The world's largest Bauhaus collection, housed in a building designed by Walter Gropius in 1964 and completed posthumously in Berlin-Tiergarten in 1979.
The Bauhaus-Archiv holds the world's largest collection of documents, objects and works relating to the Bauhaus school — the most influential design school of the twentieth century. The building that houses it has its own layered history: Walter Gropius designed it in 1964 for a site in Darmstadt that was never realised. After his death in 1969, the design was adapted for a sloping site beside the Landwehrkanal in Berlin-Tiergarten by architect Alex Cvijanovic, and the building finally opened in 1979.
Gropius's design is recognisably late Bauhaus in its formal language: white rendered concrete, the building's profile defined by a sequence of sawtooth rooflight sheds that give the long section its distinctive silhouette. The shed roofs admit north light into the galleries — a practical solution that also gives the building its most characteristic exterior feature. The relationship between the stepped massing and the sloping garden that surrounds it is carefully handled, the building anchored to its site despite the late modification of context.

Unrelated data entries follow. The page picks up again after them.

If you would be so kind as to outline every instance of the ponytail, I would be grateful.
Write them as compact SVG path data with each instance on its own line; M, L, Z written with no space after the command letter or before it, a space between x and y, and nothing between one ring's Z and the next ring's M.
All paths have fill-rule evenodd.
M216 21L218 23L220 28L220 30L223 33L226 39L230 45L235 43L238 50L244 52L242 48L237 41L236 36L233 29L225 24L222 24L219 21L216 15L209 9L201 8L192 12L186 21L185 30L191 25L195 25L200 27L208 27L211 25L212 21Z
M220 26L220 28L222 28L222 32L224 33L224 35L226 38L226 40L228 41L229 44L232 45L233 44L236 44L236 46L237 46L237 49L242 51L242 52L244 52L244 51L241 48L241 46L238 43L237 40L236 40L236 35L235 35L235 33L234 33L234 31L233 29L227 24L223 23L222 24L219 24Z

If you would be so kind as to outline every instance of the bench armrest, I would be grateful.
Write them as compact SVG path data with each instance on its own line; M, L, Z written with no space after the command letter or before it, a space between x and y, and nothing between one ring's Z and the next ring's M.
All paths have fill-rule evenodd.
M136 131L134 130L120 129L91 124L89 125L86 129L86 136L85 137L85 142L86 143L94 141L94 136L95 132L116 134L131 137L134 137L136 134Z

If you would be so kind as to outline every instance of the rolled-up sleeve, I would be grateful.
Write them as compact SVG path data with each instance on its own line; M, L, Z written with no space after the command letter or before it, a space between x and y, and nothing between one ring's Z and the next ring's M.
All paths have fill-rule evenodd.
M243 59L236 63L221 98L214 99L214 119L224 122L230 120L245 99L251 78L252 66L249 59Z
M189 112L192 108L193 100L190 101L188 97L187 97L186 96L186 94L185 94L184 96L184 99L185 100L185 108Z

The permanent collection spans all Bauhaus workshops and masters: furniture by Marcel Breuer, metalwork from the Dessau workshops, typography, weaving, ceramics, photography and stage design, as well as a significant archive of drawings, letters and photographs. The density of material is exceptional — this is not a museum of reconstructions but of original objects, many of them fragile and rarely displayed.
Note: the building has been undergoing expansion works; check opening status before visiting. The new extension by Staab Architekten, when complete, will more than double the exhibition space.